Known as “Athlete A” in documentation for a majority of the investigation and lawsuit until coming forward publicly in 2018 and shared her experience alongside other survivors, Maggie holds a unique position in regard to the current reconfiguration and assessment of USA Gymnastics. While she was certainly not the first to be abused, in 2015, she was the first athlete to come forward and report the abuse. Netflix aired a documentary featuring Maggie’s story in June of 2020, bringing additional light and attention to the tragedy in hopes of helping others. Since then, she has established’ The Maggie Nichols Foundation,’ based on the founding mission to offer assistance to charities that help heal victims and survivors of all types of abuse.
In 2016, Maggie left the elite gymnastics world and went on to the University of Oklahoma to compete in the NCAAs. Stamping her legacy by becoming one of the most decorated NCAA gymnasts of all time, Maggie has been dubbed “the Michael Jordan of College Gymnastics.”

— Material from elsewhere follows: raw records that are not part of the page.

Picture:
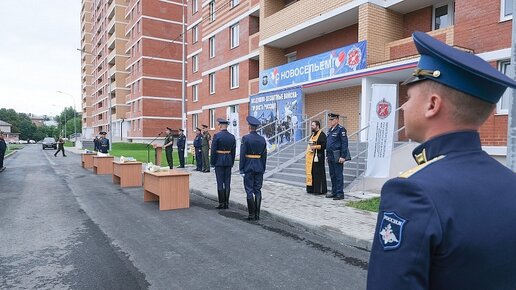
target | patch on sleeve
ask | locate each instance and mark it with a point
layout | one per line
(391, 230)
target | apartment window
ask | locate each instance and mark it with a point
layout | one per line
(234, 35)
(212, 10)
(506, 10)
(212, 46)
(211, 78)
(195, 6)
(195, 93)
(195, 63)
(195, 121)
(291, 56)
(212, 118)
(195, 34)
(234, 76)
(502, 107)
(443, 15)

Today, Maggie is a student assistant coach for the OU Sooners Women’s Gymnastics team while completing the first year of her master’s program for Adult and Higher Education with the ultimate dream of becoming a University Athletic Director in the future. She previously graduated with her Bachelors’ degree in Communication with a Minor in Business.
Outside of sport, Maggie is passionate about sharing her story, empowering athletes and non-athletes alike, and bringing a positive light to those around her.